Prepare Data for Post-Training

Before starting the post-training job, we need to prepare the data for policy training. The data should be preprocessed and stored in Parquet format, which facilitates efficient distributed data loading and processing.

We provide several data preprocessing scripts for popular datasets under the examples/data_preprocess/ directory, such as gsm8k.py, math_dataset.py, and deepscaler.py. To support a new custom dataset, you will need to create a similar script.

This document uses the DeepScaleR dataset as an example to detail the data preparation process and its specifications.
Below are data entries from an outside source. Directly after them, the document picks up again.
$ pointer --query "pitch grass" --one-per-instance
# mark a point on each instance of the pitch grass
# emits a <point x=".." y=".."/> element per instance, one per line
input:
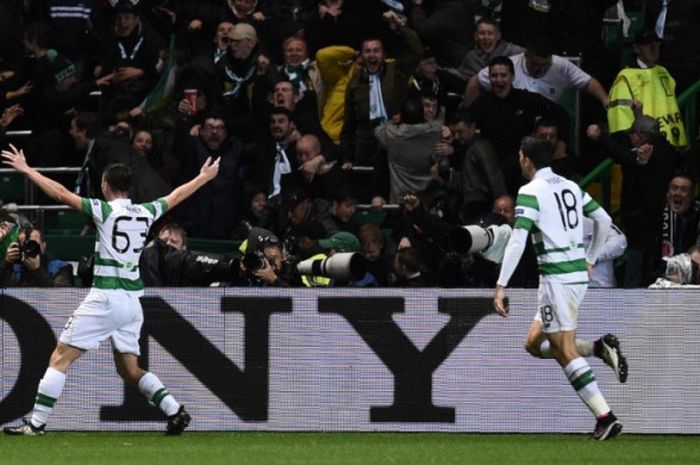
<point x="344" y="449"/>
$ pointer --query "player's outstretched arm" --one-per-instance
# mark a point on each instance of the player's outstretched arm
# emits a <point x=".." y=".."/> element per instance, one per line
<point x="208" y="172"/>
<point x="16" y="159"/>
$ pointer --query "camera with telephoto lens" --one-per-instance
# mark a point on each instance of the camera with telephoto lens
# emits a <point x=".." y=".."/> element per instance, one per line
<point x="30" y="249"/>
<point x="254" y="261"/>
<point x="681" y="269"/>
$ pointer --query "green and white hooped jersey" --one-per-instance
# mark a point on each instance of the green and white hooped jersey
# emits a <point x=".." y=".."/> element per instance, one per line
<point x="122" y="228"/>
<point x="551" y="208"/>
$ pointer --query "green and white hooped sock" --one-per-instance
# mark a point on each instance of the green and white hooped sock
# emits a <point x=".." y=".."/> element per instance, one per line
<point x="50" y="388"/>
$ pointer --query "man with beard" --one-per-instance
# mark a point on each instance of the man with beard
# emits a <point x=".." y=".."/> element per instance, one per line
<point x="237" y="71"/>
<point x="132" y="52"/>
<point x="488" y="45"/>
<point x="680" y="218"/>
<point x="276" y="154"/>
<point x="648" y="163"/>
<point x="374" y="94"/>
<point x="215" y="209"/>
<point x="539" y="70"/>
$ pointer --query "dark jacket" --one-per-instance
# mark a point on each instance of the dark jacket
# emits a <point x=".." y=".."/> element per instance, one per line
<point x="214" y="210"/>
<point x="146" y="184"/>
<point x="643" y="187"/>
<point x="51" y="273"/>
<point x="447" y="28"/>
<point x="481" y="176"/>
<point x="140" y="50"/>
<point x="505" y="121"/>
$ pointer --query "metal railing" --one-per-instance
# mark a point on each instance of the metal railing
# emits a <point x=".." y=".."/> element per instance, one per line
<point x="30" y="188"/>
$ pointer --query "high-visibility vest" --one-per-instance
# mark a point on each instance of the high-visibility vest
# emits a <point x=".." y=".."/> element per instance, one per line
<point x="656" y="89"/>
<point x="316" y="281"/>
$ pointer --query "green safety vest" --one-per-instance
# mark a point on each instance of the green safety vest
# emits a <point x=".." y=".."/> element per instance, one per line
<point x="656" y="89"/>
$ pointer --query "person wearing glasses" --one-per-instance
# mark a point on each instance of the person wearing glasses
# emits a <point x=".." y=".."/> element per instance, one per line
<point x="214" y="211"/>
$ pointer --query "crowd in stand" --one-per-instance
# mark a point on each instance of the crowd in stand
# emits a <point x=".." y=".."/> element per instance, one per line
<point x="433" y="95"/>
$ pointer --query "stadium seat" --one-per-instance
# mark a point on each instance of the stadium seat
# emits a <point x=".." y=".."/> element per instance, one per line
<point x="12" y="188"/>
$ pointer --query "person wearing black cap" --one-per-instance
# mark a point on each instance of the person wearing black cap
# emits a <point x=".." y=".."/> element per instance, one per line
<point x="648" y="163"/>
<point x="308" y="235"/>
<point x="647" y="87"/>
<point x="132" y="52"/>
<point x="676" y="21"/>
<point x="427" y="79"/>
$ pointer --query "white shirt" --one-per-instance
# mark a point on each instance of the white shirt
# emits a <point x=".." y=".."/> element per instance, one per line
<point x="560" y="76"/>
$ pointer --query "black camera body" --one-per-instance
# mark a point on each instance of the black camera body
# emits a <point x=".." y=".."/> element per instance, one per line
<point x="30" y="249"/>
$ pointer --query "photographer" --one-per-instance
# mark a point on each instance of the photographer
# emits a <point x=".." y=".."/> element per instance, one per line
<point x="264" y="263"/>
<point x="166" y="262"/>
<point x="462" y="268"/>
<point x="26" y="264"/>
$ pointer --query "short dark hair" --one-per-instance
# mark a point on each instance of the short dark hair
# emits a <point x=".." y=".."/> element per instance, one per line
<point x="284" y="79"/>
<point x="89" y="122"/>
<point x="282" y="111"/>
<point x="410" y="259"/>
<point x="412" y="110"/>
<point x="217" y="113"/>
<point x="176" y="229"/>
<point x="539" y="151"/>
<point x="547" y="123"/>
<point x="463" y="116"/>
<point x="118" y="177"/>
<point x="503" y="60"/>
<point x="40" y="33"/>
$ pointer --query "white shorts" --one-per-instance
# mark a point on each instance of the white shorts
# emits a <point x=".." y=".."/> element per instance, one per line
<point x="558" y="306"/>
<point x="106" y="314"/>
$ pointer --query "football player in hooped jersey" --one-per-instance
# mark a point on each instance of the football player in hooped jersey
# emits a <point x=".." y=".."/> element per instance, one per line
<point x="551" y="208"/>
<point x="112" y="308"/>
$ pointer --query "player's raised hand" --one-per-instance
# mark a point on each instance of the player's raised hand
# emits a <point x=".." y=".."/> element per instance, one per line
<point x="15" y="159"/>
<point x="499" y="302"/>
<point x="210" y="168"/>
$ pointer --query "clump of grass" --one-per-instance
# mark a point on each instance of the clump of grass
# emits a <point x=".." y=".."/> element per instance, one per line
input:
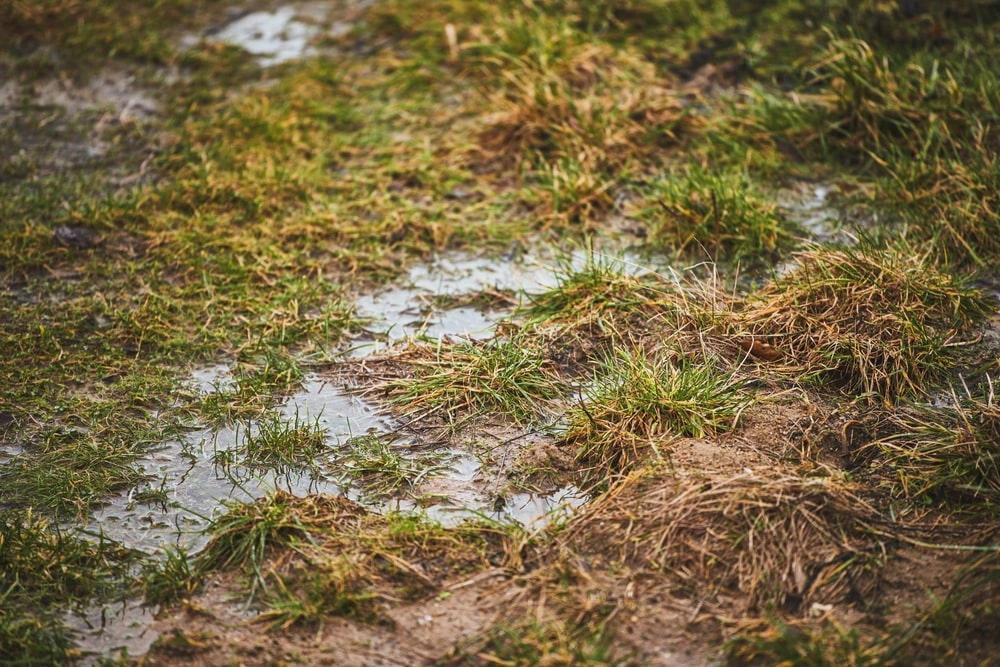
<point x="381" y="468"/>
<point x="600" y="296"/>
<point x="952" y="629"/>
<point x="73" y="471"/>
<point x="947" y="453"/>
<point x="781" y="541"/>
<point x="719" y="213"/>
<point x="911" y="116"/>
<point x="553" y="642"/>
<point x="331" y="556"/>
<point x="638" y="400"/>
<point x="807" y="644"/>
<point x="43" y="570"/>
<point x="880" y="322"/>
<point x="509" y="377"/>
<point x="174" y="578"/>
<point x="276" y="442"/>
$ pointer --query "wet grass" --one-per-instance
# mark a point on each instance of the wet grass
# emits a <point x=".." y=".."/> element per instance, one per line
<point x="44" y="571"/>
<point x="275" y="442"/>
<point x="384" y="469"/>
<point x="236" y="224"/>
<point x="950" y="453"/>
<point x="456" y="381"/>
<point x="309" y="558"/>
<point x="638" y="402"/>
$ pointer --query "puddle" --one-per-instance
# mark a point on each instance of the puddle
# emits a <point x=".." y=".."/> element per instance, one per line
<point x="188" y="488"/>
<point x="109" y="630"/>
<point x="274" y="37"/>
<point x="409" y="308"/>
<point x="808" y="205"/>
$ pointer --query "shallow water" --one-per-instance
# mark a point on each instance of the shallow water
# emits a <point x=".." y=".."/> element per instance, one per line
<point x="808" y="205"/>
<point x="274" y="37"/>
<point x="191" y="489"/>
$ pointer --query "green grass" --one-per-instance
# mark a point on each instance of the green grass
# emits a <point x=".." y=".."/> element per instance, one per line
<point x="236" y="227"/>
<point x="716" y="215"/>
<point x="339" y="559"/>
<point x="456" y="381"/>
<point x="383" y="468"/>
<point x="275" y="442"/>
<point x="44" y="571"/>
<point x="948" y="453"/>
<point x="639" y="401"/>
<point x="825" y="644"/>
<point x="531" y="642"/>
<point x="601" y="295"/>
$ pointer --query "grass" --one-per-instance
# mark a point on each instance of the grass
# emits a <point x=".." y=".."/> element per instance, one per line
<point x="545" y="643"/>
<point x="602" y="296"/>
<point x="339" y="558"/>
<point x="947" y="453"/>
<point x="236" y="224"/>
<point x="721" y="215"/>
<point x="382" y="469"/>
<point x="773" y="641"/>
<point x="277" y="443"/>
<point x="44" y="571"/>
<point x="639" y="401"/>
<point x="783" y="541"/>
<point x="455" y="381"/>
<point x="880" y="322"/>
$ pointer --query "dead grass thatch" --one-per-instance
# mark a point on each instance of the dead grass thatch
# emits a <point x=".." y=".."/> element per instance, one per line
<point x="880" y="322"/>
<point x="780" y="541"/>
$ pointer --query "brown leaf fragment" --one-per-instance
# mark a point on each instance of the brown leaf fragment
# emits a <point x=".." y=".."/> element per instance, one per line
<point x="758" y="348"/>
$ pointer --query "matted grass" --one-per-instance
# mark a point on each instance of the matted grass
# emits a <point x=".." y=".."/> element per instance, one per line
<point x="325" y="555"/>
<point x="947" y="453"/>
<point x="639" y="402"/>
<point x="43" y="570"/>
<point x="781" y="541"/>
<point x="882" y="323"/>
<point x="454" y="381"/>
<point x="716" y="215"/>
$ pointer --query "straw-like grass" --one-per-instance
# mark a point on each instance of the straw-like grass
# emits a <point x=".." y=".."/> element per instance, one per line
<point x="509" y="377"/>
<point x="947" y="453"/>
<point x="876" y="322"/>
<point x="781" y="541"/>
<point x="326" y="555"/>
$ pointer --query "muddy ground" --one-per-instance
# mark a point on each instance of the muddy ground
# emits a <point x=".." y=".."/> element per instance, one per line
<point x="415" y="333"/>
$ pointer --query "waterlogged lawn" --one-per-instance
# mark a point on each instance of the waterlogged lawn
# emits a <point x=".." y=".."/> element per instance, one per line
<point x="785" y="435"/>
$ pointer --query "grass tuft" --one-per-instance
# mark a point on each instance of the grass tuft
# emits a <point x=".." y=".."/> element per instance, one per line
<point x="719" y="213"/>
<point x="504" y="376"/>
<point x="638" y="401"/>
<point x="880" y="322"/>
<point x="948" y="452"/>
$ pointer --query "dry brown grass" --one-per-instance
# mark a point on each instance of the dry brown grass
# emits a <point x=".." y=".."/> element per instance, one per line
<point x="776" y="540"/>
<point x="877" y="322"/>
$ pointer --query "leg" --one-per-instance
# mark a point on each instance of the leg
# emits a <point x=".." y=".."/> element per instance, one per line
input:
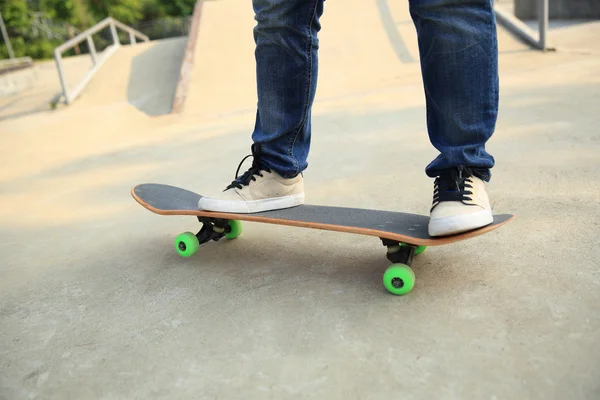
<point x="286" y="73"/>
<point x="459" y="64"/>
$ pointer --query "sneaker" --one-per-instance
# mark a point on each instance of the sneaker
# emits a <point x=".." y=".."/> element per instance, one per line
<point x="460" y="204"/>
<point x="258" y="189"/>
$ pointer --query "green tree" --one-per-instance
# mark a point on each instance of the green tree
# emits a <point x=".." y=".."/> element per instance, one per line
<point x="126" y="11"/>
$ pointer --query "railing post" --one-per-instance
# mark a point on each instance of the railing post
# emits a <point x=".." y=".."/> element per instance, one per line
<point x="92" y="48"/>
<point x="61" y="75"/>
<point x="543" y="17"/>
<point x="113" y="30"/>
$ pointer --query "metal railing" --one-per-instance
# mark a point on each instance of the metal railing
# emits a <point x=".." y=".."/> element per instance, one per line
<point x="536" y="39"/>
<point x="97" y="59"/>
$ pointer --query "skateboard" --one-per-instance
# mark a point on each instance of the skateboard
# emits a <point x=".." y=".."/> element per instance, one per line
<point x="404" y="235"/>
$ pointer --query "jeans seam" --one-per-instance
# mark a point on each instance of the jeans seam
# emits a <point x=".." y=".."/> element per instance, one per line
<point x="308" y="72"/>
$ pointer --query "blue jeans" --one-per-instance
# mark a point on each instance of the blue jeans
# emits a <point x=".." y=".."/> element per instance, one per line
<point x="459" y="65"/>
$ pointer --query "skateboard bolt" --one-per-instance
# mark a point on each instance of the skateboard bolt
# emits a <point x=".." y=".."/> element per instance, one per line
<point x="397" y="283"/>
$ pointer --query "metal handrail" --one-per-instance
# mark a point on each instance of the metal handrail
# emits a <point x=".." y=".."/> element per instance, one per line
<point x="71" y="95"/>
<point x="527" y="34"/>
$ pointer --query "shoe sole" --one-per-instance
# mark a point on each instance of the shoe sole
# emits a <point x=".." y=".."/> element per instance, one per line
<point x="249" y="207"/>
<point x="460" y="223"/>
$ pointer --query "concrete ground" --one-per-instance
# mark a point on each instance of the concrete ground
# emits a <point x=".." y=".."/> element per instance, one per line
<point x="95" y="303"/>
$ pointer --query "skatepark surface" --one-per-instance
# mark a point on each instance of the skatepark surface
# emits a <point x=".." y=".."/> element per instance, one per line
<point x="96" y="304"/>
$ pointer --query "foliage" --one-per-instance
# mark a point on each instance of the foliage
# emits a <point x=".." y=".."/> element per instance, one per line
<point x="19" y="15"/>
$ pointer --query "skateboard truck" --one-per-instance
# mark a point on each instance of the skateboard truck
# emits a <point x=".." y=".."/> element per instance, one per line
<point x="399" y="278"/>
<point x="212" y="229"/>
<point x="399" y="253"/>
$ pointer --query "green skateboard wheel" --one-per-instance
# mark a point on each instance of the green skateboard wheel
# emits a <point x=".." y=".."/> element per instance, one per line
<point x="187" y="244"/>
<point x="235" y="229"/>
<point x="399" y="279"/>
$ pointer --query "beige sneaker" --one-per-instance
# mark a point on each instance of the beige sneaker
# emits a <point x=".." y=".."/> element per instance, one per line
<point x="460" y="204"/>
<point x="259" y="189"/>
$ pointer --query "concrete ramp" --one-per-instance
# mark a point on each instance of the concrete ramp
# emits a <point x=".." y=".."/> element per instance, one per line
<point x="144" y="76"/>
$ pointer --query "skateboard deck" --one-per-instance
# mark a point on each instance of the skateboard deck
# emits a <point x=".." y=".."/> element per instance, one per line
<point x="404" y="234"/>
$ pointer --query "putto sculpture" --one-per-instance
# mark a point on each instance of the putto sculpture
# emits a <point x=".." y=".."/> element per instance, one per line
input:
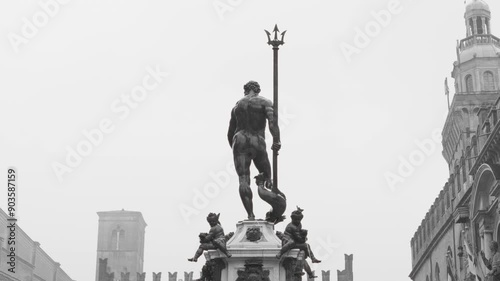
<point x="246" y="136"/>
<point x="295" y="237"/>
<point x="214" y="239"/>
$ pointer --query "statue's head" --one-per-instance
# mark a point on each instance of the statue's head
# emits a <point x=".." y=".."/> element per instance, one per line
<point x="251" y="86"/>
<point x="494" y="246"/>
<point x="213" y="219"/>
<point x="253" y="234"/>
<point x="297" y="215"/>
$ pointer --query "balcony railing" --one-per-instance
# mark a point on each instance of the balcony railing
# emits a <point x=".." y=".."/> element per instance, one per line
<point x="477" y="40"/>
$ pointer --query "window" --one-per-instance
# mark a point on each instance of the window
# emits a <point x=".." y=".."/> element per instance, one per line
<point x="117" y="239"/>
<point x="489" y="81"/>
<point x="464" y="170"/>
<point x="469" y="87"/>
<point x="479" y="25"/>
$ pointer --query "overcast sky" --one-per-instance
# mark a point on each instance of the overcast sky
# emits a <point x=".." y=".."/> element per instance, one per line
<point x="351" y="116"/>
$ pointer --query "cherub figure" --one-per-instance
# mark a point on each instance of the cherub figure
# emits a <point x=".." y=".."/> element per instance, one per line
<point x="295" y="237"/>
<point x="214" y="239"/>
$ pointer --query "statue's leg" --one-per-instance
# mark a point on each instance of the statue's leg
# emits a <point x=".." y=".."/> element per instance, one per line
<point x="261" y="160"/>
<point x="264" y="166"/>
<point x="242" y="161"/>
<point x="287" y="247"/>
<point x="222" y="247"/>
<point x="198" y="254"/>
<point x="308" y="270"/>
<point x="311" y="254"/>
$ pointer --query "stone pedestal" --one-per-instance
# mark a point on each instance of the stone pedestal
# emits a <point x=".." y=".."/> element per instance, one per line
<point x="254" y="247"/>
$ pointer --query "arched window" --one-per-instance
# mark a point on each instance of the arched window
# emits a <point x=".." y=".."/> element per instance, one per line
<point x="479" y="25"/>
<point x="469" y="86"/>
<point x="488" y="81"/>
<point x="117" y="239"/>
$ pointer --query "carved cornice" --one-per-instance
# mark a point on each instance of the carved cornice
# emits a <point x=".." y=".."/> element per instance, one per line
<point x="461" y="214"/>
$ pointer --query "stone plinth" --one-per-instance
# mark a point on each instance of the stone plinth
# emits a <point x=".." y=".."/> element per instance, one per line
<point x="253" y="247"/>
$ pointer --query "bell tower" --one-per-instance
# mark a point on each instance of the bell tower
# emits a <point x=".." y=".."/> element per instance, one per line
<point x="477" y="68"/>
<point x="121" y="242"/>
<point x="477" y="74"/>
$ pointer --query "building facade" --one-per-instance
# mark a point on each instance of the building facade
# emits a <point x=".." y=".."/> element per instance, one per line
<point x="346" y="274"/>
<point x="464" y="218"/>
<point x="120" y="244"/>
<point x="32" y="262"/>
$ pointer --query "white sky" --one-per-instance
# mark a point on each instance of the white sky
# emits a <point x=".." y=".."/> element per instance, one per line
<point x="352" y="122"/>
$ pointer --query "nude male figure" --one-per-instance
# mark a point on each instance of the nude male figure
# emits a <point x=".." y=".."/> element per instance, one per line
<point x="246" y="136"/>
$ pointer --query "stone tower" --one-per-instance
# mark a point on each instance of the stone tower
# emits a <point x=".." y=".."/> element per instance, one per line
<point x="121" y="241"/>
<point x="476" y="69"/>
<point x="346" y="274"/>
<point x="477" y="74"/>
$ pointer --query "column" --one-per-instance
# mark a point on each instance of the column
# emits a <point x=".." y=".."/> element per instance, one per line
<point x="483" y="24"/>
<point x="486" y="233"/>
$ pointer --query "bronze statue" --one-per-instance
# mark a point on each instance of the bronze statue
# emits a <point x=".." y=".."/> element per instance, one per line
<point x="246" y="136"/>
<point x="295" y="237"/>
<point x="214" y="239"/>
<point x="276" y="200"/>
<point x="493" y="264"/>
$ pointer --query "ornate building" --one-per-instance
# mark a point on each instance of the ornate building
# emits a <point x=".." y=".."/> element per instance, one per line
<point x="346" y="274"/>
<point x="464" y="217"/>
<point x="32" y="262"/>
<point x="120" y="245"/>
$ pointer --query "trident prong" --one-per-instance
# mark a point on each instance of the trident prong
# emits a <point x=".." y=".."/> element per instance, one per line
<point x="276" y="30"/>
<point x="283" y="37"/>
<point x="268" y="37"/>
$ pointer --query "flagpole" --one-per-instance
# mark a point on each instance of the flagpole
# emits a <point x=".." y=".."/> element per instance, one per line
<point x="275" y="42"/>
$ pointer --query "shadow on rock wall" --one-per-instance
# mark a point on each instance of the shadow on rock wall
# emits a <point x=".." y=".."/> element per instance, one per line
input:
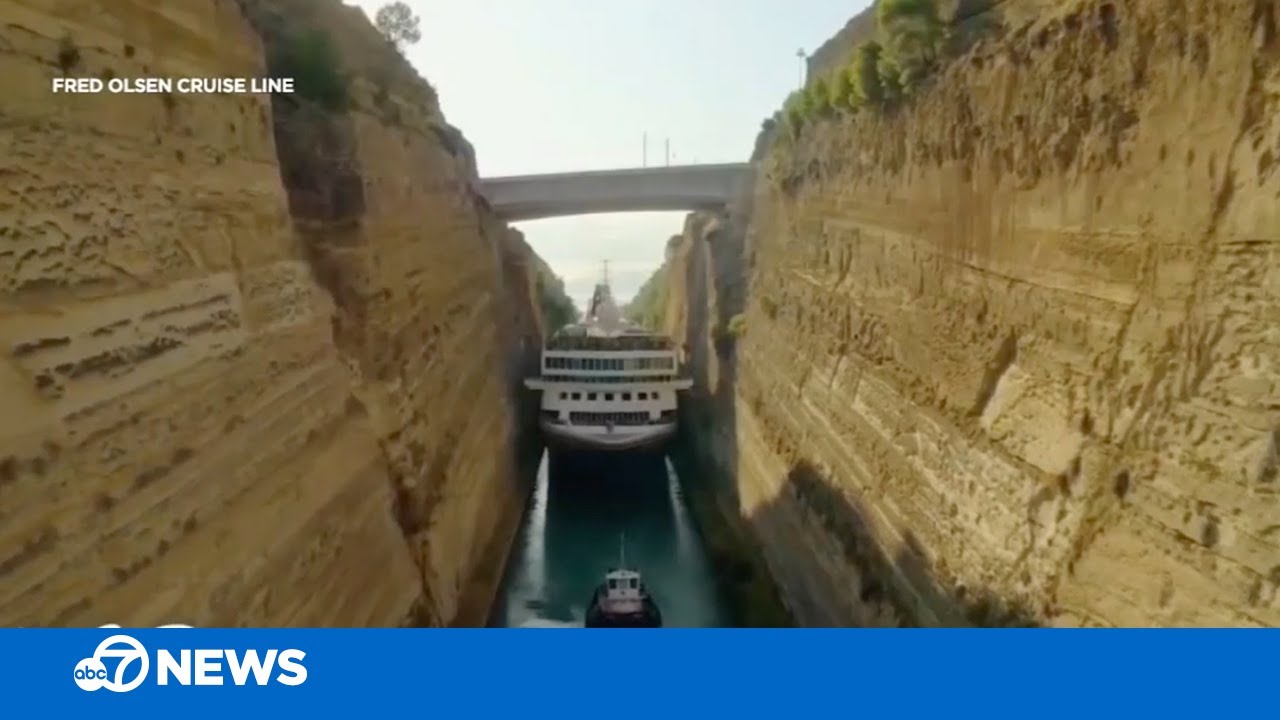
<point x="900" y="587"/>
<point x="794" y="586"/>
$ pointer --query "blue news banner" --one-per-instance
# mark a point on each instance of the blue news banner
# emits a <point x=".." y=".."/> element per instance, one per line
<point x="607" y="674"/>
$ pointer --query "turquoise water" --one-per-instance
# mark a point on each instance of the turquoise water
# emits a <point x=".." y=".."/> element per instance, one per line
<point x="580" y="519"/>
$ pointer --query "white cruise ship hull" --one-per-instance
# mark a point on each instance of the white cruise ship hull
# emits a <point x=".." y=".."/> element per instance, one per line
<point x="603" y="440"/>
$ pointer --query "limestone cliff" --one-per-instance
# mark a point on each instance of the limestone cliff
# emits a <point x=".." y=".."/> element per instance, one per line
<point x="259" y="355"/>
<point x="1011" y="352"/>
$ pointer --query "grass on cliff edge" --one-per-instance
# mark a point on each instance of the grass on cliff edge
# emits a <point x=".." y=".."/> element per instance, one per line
<point x="913" y="41"/>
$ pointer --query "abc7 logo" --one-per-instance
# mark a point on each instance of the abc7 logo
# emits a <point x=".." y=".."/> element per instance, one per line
<point x="91" y="673"/>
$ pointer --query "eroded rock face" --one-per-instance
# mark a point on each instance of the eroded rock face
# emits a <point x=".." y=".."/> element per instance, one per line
<point x="218" y="411"/>
<point x="1011" y="354"/>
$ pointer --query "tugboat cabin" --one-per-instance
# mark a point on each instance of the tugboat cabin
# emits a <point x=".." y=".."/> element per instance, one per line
<point x="624" y="595"/>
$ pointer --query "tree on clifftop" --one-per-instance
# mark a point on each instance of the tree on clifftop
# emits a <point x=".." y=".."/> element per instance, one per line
<point x="913" y="33"/>
<point x="398" y="24"/>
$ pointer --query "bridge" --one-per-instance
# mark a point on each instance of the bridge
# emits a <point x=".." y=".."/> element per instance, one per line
<point x="675" y="187"/>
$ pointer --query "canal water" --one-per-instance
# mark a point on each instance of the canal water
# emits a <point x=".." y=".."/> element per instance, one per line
<point x="580" y="519"/>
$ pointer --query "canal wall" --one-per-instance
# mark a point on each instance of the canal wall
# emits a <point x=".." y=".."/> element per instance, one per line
<point x="1008" y="354"/>
<point x="260" y="356"/>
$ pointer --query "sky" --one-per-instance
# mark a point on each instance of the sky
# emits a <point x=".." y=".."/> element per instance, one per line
<point x="544" y="86"/>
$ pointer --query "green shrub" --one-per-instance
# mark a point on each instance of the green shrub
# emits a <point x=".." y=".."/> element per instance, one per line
<point x="314" y="63"/>
<point x="913" y="33"/>
<point x="865" y="72"/>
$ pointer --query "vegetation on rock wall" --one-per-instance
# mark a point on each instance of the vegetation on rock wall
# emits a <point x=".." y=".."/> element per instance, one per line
<point x="398" y="24"/>
<point x="913" y="39"/>
<point x="312" y="62"/>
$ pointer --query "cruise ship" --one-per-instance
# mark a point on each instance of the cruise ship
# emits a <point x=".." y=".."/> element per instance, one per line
<point x="608" y="384"/>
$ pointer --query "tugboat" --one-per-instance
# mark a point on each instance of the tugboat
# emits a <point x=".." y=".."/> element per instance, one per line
<point x="622" y="601"/>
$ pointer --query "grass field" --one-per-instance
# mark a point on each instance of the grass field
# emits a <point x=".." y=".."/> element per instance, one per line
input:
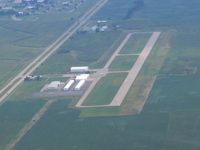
<point x="91" y="49"/>
<point x="170" y="118"/>
<point x="24" y="40"/>
<point x="136" y="43"/>
<point x="105" y="90"/>
<point x="118" y="133"/>
<point x="13" y="116"/>
<point x="123" y="63"/>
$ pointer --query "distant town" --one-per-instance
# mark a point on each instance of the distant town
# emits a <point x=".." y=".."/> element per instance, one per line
<point x="29" y="7"/>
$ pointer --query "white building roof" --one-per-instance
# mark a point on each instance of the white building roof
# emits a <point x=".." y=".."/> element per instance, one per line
<point x="80" y="84"/>
<point x="80" y="68"/>
<point x="54" y="84"/>
<point x="69" y="84"/>
<point x="82" y="77"/>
General Data Preprocessing Workflow

A typical data preprocessing script involves the following steps:

Load Raw Data: Use a library like Hugging Face’s datasets to load the original dataset from the Hub or local files.
Define Processing Logic: Implement a core mapping function (which we often name make_map_fn) to convert each sample from the original dataset into the specific format required by our framework.
Apply Transformation and Save: Use the datasets.map() method to apply this function to the entire dataset. Then, save the processed result in Parquet format locally, with an option to upload it to a distributed file system like HDFS.

Here is a simplified framework of the process:

import argparse
import os
import datasets
from siirl.utils.extras.hdfs_io import copy, makedirs

def make_map_fn(split_name):
    # ... Define your data processing logic here ...
    def process_fn(example, idx):
        # ... Transform each data sample ...
        return transformed_data
    return process_fn

if __name__ == '__main__':
    parser = argparse.ArgumentParser()
    # ... Define arguments ...
    args = parser.parse_args()

    # 1. Load data
    raw_dataset = datasets.load_dataset(...)

    # 2. Apply transformation
    processed_dataset = raw_dataset.map(function=make_map_fn('train'), with_indices=True)

    # 3. Save as Parquet
    local_dir = args.local_dir
    processed_dataset.to_parquet(os.path.join(local_dir, "train.parquet"))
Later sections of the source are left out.